Then—
A voice. Smooth. Unhurried.
“I know who the rat is.”
I don’t turn immediately.
I let the words settle. Let them seep into the cracks of the night, heavy with unspoken promises and unseen knives.
Then—I shift slightly, my gaze landing on Hugo Bianchi.
He eyes me with a smug expression, like he’s daring me to take the bait.
He’s waiting.
Waiting for me to bite.
I don’t react. Don’t show a fucking thing.
“Do you?” My voice is even.
Hugo smirks, slow and deliberate. “I do.”
A beat of silence. A slow game of chess played in real-time.
I know how Hugo operates. He deals in secrets, debts, leverage—the currency of men too smart to be caught with blood on their hands.
And when you owe Hugo Bianchi, you don’t just owe him a favor.
You belong to him.
I fold my hands behind my back, studying him with the same detached scrutiny I give to enemies before I decide if they’re worth the bullet. “You expect me to trust you?” My tone is smooth, but there’s an edge beneath it. “Your own gang doesn’t.”
His expression shifts, just barely. There’s a glint of darkness there.
“You don’t know what you’re talking about, Castellano.”
I tilt my head slightly, my smirk sharpening. “Don’t I?”
A pause. The air thickens, charged with unspoken threats.
I take a slow step forward, lowering my voice. “I heard about the fire in the warehouse.”
Hugo’s eyes shoot up.
His shoulders square just slightly, like he’s bracing himself, but his smirk doesn’t waver. “That was years ago.” His voice is lower now. “I was a kid. I didn’t know better.”

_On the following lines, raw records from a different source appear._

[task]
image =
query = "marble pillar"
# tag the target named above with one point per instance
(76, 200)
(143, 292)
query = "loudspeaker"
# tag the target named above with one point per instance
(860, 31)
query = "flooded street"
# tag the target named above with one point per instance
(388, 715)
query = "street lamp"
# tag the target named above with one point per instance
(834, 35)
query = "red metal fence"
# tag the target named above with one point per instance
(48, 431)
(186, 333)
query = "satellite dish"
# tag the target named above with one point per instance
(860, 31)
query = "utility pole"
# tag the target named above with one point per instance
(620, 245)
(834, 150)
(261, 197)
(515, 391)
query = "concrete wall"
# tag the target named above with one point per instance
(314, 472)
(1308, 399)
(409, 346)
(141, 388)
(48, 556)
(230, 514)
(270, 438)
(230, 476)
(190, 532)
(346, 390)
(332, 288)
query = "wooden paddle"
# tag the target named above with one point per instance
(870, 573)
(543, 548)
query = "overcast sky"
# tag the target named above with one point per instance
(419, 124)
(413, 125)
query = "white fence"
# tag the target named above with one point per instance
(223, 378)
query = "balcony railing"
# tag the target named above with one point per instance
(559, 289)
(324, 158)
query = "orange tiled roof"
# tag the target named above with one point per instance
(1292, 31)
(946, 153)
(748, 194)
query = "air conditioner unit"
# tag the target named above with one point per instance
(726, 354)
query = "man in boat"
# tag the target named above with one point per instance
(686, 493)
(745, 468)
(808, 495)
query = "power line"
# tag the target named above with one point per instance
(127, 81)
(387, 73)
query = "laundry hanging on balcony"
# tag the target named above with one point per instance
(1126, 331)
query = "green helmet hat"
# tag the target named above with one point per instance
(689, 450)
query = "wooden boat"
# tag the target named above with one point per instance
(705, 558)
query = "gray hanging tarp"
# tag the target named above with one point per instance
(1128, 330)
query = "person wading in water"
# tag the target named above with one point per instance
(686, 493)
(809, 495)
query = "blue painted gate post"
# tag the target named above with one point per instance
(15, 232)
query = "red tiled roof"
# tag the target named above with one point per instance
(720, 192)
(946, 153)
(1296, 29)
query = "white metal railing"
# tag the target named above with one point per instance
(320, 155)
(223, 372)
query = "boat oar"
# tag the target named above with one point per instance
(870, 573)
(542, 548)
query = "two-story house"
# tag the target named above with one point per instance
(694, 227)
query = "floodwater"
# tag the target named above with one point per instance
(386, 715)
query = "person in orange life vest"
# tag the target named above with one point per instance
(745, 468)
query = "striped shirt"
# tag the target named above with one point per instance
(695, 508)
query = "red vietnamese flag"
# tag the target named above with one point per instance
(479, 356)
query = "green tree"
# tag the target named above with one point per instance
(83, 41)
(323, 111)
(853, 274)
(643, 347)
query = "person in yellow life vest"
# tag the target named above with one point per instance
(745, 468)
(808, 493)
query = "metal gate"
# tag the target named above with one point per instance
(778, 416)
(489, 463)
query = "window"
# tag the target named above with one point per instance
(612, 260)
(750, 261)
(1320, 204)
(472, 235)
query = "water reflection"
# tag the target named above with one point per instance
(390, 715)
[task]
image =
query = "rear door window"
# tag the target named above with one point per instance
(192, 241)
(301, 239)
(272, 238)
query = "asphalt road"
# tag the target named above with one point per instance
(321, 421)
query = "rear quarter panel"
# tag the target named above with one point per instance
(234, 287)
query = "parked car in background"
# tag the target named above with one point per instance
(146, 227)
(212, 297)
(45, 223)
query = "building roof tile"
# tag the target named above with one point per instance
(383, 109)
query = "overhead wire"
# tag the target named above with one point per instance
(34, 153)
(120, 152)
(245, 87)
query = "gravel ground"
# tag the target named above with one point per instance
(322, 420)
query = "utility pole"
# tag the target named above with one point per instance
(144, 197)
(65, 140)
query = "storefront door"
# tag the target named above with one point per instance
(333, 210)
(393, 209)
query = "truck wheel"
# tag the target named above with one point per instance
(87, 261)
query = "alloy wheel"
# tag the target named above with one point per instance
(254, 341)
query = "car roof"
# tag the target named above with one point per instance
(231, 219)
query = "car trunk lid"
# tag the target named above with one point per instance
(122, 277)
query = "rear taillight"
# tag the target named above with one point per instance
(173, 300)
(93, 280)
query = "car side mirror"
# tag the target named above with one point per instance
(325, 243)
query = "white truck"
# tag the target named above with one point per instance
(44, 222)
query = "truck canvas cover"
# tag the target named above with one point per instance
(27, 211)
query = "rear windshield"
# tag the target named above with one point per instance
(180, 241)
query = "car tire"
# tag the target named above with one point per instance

I let the words hang between us before delivering the final cut.
“But your gang’s original leader burned in that fire, didn’t he?”
I see it—the flash of old ghosts and unfinished business behind his eyes.
The kind of history that doesn’t die, just festers beneath the surface, waiting for the right moment to sink its teeth in again.
Then—Hugo exhales sharply, rolling his shoulders back like shaking off a weight.